Poreč is a town on the western coast of Istria, inhabited as far as in prehistory. During the 2nd century B.C. the Roman castrum, was erected on the peninsula, and that is nowadays the nucleus of the old town. During the rule of the Emperor Augustus, in 1st century, the Castrum was officially proclaimed as Roman colony – Colonia Iulia Parentium. During Roman times Poreč gets its first walls. On the western side of the peninsula there is the Neptune's or Jupiter's temple. In the 3rd century already, there was an organised Christian community in the town and an early Christian complex. The Christian community disappeared almost completely in Diocletian's period and the Poreč martyrs St. Mauro and St. Eleutherus were victimised. According to the legend, St. Eleutherus was tied to a stone and thrown into the sea. After the year 539, the town was ruled by Byzantium. During Byzantine rule bishop Euphrasius had his seat in the town.

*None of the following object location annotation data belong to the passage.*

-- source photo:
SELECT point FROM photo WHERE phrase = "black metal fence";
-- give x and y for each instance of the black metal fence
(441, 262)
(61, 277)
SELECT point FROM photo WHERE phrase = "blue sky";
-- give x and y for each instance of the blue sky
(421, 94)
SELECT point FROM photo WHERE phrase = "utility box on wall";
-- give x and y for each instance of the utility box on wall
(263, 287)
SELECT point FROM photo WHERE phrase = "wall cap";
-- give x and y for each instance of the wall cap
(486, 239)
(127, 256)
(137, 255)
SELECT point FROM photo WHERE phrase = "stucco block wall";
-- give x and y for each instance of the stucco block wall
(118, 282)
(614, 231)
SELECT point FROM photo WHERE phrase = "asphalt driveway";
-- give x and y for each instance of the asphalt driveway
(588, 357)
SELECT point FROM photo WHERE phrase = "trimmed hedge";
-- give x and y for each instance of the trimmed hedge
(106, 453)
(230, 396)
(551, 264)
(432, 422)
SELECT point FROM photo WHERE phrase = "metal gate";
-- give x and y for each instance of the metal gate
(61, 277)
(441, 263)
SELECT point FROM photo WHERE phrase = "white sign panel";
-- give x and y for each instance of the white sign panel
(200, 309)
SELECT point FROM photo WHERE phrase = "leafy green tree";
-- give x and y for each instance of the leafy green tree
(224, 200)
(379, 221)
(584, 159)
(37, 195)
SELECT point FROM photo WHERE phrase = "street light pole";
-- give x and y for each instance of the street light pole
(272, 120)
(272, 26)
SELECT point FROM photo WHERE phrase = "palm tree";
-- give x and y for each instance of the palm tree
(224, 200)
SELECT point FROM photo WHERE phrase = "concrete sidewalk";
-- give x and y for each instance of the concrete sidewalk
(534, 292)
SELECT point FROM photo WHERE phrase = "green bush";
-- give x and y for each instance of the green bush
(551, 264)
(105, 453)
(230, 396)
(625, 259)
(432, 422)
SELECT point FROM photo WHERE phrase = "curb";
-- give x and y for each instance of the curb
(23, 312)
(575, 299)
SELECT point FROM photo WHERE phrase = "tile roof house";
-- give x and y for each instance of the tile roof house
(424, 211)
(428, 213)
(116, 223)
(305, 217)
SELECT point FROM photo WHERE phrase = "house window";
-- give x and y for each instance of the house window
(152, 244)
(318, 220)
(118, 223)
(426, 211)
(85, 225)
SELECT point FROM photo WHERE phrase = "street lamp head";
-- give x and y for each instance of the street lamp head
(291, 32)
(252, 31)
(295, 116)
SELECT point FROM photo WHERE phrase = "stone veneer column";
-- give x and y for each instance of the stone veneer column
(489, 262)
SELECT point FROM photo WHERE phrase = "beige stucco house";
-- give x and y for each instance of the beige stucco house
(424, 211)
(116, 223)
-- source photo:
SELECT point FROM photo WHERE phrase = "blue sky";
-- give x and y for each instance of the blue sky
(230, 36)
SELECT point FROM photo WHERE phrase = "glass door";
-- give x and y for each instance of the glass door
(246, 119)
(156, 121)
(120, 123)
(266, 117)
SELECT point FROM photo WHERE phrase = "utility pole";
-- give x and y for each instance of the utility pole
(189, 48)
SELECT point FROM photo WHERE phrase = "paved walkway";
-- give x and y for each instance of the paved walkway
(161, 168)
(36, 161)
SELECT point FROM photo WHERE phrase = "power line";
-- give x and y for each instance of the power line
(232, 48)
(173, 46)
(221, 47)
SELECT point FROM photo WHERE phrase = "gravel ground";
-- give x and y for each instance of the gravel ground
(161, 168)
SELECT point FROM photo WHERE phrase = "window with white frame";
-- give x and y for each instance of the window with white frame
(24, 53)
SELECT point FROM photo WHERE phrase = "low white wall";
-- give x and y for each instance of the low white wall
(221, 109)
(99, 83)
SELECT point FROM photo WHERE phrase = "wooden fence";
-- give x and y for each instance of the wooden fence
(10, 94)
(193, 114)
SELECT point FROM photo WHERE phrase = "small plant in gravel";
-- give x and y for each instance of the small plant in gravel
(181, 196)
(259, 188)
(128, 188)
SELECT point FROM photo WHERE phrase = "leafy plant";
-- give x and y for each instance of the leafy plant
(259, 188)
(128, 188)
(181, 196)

The bishop ordered the renovation of the basilica geminata of that period. The new basilica was built on the model of the basilica in Ravenna, with gold mosaics in whose centre stays the figure of Our Lady with the Child. In the apse left of Our Lady there is bishop Euphrasius (carrying the model of the basilica), St. Maur and St. Eleutherus. The complex of the Euphrasian basilica was entered in the UNESCO World Heritage list.